The economy is sputtering and the politicians in the nation's capital are squabbling amongst themselves. Sound familiar? Much like today, this was the situation in 1841 and 1842. The financial Panic of 1837 unleashed a severe depression. The people determined that the ruling Democrats were at fault and voted in the Whigs in 1840. William Henry Harrison was elected President and Senate Whig leader Henry Clay was prepared to enact legislation for economic recovery.
National Bank
But Harrison died after only one month in office and former Democrat, Vice President John Tyler assumed the office of President. Before he died, Harrison called for a special session of Congress to address the dire economic situation. Banks had suspended specie payments (gold and silver), western state government treasuries were empty and close to debt repudiation. Secretary of the Treasury Thomas Ewing reported that the already substantial federal deficit would grow to an additional $11 million.
"The eyes of the nation are bent upon us with an intensity which has never before been experienced," declared a New York Whig as the special session began. Clay believed the Whigs had the mandate and that Tyler would "dare not resist" the centerpiece of his economic plan- a national bank to bring order to a chaotic financial system. But Tyler had constitutional qualms and vetoed Clay's bank bill on August 16, 1841. Then a second, and more moderate, bank bill was passed and Tyler still vetoed it.
Although the special session produced the Bankruptcy Act that aided debtors, and the Preemptory Act, which distributed proceeds from federal land sales to states for infrastructural purposes, it did not get a bank bill into law. According to historian Daniel Walker Howe, Tyler was not interested in a bank bill. He wanted to wrest leadership of the Whig Party from Clay. In 1842, Tyler submitted his own bank bill, the Exchequer plan, which Clay-backed congressional Whigs, still seething from Tyler's vetoes, rejected. The Whig schism, which Democrats happily used to block Whig legislation, produced a dysfunctional government.
Anti-Slavery
Another issue compounded the futility in Washington. A small group of anti-slavery congressmen and allies were determined to make slavery the top priority in Congress. Despite the Gag Rule on slavery in the legislature, these congressmen planned to introduce petitions and resolutions from their constituents that did not openly favor abolition of slavery, but would give them an opportunity to make speeches and spark debate on slavery. The speeches would then be printed for a national audience.

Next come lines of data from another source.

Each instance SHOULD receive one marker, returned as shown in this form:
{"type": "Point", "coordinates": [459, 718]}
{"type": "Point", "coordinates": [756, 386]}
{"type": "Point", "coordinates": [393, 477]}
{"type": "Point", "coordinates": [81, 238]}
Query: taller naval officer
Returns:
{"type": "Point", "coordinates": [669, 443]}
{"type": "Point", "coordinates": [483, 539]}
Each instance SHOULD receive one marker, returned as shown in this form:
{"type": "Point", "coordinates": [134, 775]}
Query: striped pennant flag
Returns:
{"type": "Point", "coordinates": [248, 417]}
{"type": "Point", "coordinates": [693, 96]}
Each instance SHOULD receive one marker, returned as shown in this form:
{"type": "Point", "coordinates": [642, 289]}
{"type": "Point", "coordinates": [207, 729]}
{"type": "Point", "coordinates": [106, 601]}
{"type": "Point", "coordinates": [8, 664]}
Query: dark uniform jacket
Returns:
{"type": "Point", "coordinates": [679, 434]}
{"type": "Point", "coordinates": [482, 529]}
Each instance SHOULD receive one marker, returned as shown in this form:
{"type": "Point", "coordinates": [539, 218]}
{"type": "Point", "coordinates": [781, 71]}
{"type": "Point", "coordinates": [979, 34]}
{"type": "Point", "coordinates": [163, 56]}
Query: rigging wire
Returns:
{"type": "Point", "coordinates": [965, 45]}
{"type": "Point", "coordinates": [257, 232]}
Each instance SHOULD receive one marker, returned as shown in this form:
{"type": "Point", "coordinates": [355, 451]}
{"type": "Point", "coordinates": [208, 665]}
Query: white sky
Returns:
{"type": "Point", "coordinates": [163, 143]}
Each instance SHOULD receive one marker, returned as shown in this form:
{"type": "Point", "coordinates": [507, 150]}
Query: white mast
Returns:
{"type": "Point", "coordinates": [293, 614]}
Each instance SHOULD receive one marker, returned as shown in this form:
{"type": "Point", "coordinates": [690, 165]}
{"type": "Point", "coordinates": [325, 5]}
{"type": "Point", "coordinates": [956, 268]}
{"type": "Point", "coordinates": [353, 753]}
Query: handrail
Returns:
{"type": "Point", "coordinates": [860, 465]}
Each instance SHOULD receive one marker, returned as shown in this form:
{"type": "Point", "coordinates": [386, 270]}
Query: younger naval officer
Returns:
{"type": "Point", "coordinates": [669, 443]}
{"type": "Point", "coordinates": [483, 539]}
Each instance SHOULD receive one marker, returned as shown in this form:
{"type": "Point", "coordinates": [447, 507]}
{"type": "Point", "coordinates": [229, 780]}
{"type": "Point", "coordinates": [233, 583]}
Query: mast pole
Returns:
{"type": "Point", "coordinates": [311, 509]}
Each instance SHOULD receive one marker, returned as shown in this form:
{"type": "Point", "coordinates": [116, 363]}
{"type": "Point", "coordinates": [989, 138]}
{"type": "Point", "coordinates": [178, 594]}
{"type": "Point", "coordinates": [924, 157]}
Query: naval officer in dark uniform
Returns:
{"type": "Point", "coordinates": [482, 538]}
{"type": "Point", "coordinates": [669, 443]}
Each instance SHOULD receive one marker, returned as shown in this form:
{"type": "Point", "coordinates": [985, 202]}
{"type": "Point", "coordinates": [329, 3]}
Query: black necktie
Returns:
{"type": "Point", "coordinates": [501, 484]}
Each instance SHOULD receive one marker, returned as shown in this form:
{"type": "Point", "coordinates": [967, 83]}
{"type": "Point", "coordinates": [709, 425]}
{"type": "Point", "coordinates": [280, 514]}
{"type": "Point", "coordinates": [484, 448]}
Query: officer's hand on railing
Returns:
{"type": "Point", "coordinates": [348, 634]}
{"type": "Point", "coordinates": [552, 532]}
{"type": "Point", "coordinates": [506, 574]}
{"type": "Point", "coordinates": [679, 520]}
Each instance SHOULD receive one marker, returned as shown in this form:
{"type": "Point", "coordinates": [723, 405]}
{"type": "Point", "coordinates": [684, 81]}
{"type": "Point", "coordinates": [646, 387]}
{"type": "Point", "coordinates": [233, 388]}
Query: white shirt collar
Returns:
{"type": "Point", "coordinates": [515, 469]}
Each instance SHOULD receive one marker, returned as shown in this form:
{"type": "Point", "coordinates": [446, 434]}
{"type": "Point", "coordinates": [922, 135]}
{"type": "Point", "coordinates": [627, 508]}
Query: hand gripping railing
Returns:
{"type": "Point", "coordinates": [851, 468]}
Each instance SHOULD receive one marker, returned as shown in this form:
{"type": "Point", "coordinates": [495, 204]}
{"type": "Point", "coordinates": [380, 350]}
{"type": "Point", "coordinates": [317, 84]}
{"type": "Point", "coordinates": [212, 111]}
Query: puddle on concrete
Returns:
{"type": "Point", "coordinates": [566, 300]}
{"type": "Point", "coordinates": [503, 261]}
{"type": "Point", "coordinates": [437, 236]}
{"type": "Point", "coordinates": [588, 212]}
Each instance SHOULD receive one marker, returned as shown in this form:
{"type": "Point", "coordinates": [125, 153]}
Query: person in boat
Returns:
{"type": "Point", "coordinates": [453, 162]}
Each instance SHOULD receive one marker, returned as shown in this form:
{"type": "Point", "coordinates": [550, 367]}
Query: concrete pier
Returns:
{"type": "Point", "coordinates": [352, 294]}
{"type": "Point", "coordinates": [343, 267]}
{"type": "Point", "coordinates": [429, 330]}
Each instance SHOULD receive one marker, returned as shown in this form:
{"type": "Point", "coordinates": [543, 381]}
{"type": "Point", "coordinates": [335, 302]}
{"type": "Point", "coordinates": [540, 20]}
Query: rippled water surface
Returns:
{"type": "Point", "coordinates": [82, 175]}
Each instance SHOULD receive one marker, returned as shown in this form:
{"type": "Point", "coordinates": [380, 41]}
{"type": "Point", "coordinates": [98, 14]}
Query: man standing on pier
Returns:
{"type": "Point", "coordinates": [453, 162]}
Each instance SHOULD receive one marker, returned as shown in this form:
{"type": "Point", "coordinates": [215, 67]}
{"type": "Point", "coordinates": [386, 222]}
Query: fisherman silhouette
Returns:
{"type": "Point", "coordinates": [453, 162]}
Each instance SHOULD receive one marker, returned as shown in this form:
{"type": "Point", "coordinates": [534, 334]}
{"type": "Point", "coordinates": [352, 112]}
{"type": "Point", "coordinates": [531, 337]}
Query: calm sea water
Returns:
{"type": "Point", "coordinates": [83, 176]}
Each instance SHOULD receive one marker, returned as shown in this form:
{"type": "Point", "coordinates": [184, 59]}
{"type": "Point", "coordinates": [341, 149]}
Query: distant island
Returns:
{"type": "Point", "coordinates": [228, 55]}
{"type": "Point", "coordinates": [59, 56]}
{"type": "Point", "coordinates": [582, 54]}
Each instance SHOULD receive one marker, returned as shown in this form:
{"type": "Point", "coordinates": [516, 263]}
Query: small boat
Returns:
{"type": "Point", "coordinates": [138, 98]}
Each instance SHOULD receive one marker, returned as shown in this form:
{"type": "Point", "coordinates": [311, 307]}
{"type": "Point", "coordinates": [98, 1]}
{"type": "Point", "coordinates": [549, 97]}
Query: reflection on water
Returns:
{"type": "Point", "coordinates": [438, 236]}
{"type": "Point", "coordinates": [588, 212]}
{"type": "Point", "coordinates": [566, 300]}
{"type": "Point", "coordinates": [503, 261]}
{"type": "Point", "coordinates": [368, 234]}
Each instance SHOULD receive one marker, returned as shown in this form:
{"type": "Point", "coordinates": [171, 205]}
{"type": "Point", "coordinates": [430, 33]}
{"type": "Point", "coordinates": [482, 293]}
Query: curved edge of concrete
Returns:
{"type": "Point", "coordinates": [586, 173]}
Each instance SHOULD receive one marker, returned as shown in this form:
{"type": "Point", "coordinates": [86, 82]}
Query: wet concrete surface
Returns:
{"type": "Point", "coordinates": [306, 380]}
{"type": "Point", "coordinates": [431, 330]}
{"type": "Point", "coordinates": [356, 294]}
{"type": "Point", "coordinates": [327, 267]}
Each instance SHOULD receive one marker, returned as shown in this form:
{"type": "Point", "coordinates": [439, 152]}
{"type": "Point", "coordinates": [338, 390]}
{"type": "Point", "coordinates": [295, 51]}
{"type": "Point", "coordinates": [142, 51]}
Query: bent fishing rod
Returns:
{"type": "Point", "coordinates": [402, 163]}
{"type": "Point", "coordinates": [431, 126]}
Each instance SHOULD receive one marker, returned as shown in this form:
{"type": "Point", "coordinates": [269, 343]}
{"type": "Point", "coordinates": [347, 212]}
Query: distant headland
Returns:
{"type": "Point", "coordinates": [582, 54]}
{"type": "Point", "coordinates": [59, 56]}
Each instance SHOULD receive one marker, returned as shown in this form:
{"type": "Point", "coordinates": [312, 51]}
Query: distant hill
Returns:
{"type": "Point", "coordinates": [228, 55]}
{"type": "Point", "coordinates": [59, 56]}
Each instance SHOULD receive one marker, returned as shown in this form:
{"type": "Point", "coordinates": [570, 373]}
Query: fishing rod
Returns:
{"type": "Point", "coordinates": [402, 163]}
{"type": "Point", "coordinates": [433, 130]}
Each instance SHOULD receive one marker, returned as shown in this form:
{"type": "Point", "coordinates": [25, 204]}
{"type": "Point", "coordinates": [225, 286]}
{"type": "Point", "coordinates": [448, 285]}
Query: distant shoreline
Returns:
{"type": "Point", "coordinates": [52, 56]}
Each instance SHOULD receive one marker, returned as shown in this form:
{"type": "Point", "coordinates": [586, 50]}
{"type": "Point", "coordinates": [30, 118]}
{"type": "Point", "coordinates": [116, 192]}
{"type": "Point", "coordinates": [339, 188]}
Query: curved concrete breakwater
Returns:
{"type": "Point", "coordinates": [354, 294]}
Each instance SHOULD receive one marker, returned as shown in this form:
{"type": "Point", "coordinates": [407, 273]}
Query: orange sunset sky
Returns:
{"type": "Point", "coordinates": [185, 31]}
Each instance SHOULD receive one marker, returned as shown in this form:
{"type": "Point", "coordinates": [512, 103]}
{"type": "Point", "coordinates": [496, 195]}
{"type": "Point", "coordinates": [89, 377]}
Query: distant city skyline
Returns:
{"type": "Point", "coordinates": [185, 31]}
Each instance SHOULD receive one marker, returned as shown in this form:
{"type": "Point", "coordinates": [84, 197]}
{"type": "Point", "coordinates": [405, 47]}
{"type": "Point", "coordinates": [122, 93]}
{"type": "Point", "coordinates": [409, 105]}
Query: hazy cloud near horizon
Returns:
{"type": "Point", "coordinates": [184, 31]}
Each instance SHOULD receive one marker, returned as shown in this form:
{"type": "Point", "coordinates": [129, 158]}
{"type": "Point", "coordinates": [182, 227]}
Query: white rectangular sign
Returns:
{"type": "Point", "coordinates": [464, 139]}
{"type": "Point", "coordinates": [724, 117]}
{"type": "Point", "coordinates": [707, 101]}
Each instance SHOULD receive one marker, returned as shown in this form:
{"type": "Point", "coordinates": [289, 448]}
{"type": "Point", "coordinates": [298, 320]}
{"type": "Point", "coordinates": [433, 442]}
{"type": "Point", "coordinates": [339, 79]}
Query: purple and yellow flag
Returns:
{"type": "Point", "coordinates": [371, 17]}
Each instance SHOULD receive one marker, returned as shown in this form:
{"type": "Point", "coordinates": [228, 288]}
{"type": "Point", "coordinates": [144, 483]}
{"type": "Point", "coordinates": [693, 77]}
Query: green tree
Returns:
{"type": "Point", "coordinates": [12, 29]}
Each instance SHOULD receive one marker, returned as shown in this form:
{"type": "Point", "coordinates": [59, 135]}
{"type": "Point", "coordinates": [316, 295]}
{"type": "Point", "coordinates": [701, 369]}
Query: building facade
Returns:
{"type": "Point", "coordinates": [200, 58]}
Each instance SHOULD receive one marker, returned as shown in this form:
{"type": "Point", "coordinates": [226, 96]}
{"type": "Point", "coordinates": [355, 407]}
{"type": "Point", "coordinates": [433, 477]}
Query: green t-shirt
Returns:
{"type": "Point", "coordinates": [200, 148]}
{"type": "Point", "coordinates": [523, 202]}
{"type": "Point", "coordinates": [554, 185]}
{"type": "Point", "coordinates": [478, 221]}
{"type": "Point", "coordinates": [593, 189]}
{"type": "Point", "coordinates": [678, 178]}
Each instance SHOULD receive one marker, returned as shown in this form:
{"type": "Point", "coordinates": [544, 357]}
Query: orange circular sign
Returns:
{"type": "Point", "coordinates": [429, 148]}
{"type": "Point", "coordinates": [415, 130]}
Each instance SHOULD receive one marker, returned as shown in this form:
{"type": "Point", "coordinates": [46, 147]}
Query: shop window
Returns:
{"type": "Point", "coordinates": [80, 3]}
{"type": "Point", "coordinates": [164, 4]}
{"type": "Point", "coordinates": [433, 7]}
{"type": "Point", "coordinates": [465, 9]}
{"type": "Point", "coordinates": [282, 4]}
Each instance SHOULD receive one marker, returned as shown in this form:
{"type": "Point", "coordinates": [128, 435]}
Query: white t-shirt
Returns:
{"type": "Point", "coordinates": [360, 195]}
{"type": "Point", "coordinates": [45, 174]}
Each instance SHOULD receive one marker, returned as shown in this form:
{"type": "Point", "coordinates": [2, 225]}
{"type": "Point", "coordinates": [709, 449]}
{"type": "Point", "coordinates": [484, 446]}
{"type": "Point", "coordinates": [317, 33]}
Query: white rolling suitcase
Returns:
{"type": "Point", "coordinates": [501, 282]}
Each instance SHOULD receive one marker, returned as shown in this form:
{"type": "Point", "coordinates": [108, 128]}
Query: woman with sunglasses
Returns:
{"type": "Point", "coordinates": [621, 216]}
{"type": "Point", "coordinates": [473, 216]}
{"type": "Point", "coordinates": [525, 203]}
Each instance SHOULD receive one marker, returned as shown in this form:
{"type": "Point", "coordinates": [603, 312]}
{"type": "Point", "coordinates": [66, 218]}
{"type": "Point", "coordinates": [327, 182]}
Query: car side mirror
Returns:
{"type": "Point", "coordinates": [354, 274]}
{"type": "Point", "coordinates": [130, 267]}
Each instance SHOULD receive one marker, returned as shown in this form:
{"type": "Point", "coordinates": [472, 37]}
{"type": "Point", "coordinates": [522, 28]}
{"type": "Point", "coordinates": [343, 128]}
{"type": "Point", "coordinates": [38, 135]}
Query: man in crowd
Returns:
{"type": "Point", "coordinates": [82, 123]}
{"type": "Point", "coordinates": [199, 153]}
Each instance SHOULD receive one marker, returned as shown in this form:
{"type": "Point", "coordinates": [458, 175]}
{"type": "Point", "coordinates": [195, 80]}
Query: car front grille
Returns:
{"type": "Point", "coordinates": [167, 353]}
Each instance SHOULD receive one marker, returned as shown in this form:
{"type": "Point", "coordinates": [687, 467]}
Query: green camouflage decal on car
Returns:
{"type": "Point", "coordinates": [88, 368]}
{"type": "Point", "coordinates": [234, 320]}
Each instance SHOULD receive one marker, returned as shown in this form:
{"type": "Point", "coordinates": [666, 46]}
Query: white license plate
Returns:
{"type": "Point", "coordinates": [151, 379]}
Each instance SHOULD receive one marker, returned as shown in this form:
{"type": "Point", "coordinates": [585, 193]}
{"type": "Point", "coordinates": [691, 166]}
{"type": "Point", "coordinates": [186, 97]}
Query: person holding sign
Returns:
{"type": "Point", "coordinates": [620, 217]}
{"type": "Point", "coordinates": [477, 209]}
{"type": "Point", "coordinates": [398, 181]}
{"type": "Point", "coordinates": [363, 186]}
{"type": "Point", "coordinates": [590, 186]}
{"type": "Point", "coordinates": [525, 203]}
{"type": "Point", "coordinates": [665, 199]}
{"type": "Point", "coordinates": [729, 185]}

In January 1842, Congressman John Quincy Adams introduced a petition from the citizens of Haverhill, MA requesting Congress to dissolve the Union because they could not tolerate the existence of slavery. Angry southern congressmen shouted treason and demanded the censure of Adams. The censure debate lasted two weeks, preventing the U.S. House to act on measures to relieve the skint treasury and the nation suffering from the depression.
National frustration was apparent. The Washington Madisonian complained that important bills were "slumbering on the Speaker's table." A New York correspondent worried that the name-calling, quarreling, fist-fights, duels, and the general neglect of public business was undermining public confidence in republican institutions. In the 1842-43 midterm elections, the Whigs lost their majority in the House and their Senate majority was trimmed. First-time Whig voters in 1840, now disillusioned, stayed away from the polls, according to historian Michael Holt.
South Carolina Democrat Francis Pickins summed up 1841 and 1842 best when he said he never knew such a greater state of confusion in public affairs: a federalist (Whig) congress, a Democratic minority strongly supported by the people, and an isolated President with no party backing. So we can be rest assured that today's dysfunctional or ineffectual government is nothing new.
Sources:
- Heidler, David S., and Jeanne T. Heidler, Henry Clay: The Essential American, New York: Random House, 2010.
- Howe, Daniel Walker, What Hath God Wrought: The Transformation of America, 1815-1848, Oxford U. Press, 2007.
- Monroe, Dan, The Republican Vision of John Tyler, Texas A&M Press, 2003.